北上支局に着任して1カ月。初めての土地で覚えることは多いが、地域の人々に支えられ、充実した生活を送っている。

 着任する前、前任者と担当地域を巡りながら仕事を引き継いだ。覚えることの多さに「自分にできるのか」と不安が募った。

 気持ちが落ち着かないまま着任し、北上市で開かれた郷土芸能発表会を取材した。県内各地の郷土芸能を継承する高校生が、地域の誇りを胸に躍動する舞台だ。最優秀賞に輝いたのは、地元の北上翔南高鬼剣舞部。気迫あふれる圧巻の演舞で魅了した。

 後日、同部の練習を見学した。培った技術の全てを伝授する3年生と、熱心に応える下級生のまなざしに胸を打たれた。現在進行形で次代に伝統を受け継いでいく現場は緊張感に満ち、神聖だった。

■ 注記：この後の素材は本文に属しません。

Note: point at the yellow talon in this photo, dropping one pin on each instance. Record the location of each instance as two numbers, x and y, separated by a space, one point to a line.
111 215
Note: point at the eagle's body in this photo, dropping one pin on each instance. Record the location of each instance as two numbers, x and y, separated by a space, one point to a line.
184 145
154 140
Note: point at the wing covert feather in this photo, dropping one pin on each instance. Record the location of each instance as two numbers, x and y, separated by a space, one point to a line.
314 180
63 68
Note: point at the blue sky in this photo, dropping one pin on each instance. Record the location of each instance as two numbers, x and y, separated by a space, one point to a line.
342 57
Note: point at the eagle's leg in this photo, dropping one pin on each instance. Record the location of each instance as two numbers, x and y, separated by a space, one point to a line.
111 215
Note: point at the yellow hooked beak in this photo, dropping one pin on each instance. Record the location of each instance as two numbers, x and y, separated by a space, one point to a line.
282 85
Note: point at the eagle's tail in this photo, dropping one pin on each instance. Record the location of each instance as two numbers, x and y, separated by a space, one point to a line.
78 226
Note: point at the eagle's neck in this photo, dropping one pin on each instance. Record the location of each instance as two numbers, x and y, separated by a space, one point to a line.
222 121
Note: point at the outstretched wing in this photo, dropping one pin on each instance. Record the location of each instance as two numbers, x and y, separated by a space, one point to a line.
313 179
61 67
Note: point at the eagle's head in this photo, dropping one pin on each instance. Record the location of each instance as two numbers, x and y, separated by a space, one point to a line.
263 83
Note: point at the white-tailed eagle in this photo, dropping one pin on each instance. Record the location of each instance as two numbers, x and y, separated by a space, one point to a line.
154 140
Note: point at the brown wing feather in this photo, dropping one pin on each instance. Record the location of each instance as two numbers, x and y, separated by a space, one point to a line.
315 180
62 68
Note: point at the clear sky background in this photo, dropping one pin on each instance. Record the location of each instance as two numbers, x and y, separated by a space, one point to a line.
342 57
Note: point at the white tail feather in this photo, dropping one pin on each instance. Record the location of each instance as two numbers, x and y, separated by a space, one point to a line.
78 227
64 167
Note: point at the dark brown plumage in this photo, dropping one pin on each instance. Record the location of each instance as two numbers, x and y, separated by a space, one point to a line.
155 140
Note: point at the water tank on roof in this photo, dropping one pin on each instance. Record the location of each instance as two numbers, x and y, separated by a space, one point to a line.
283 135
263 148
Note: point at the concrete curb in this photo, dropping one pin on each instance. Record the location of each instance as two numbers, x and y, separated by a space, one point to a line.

 同発表会は、全国高校総合文化祭予選を兼ねる。全国大会は来夏開かれるため、3年生は出場しない。それでも、技術と思いを後輩に受け渡す。その姿に「引き継ぐ」ことの尊さと責任を痛感した。

 伝統芸能は、継承してきた人の努力と思いの結晶だ。引き継ぐ者は、それを背負う覚悟を求められる。若者たちがそうした気概を持って生きる地、北上。その土地の記者として、自らも覚悟を決め、引き継ぐべき職務と向き合いたい。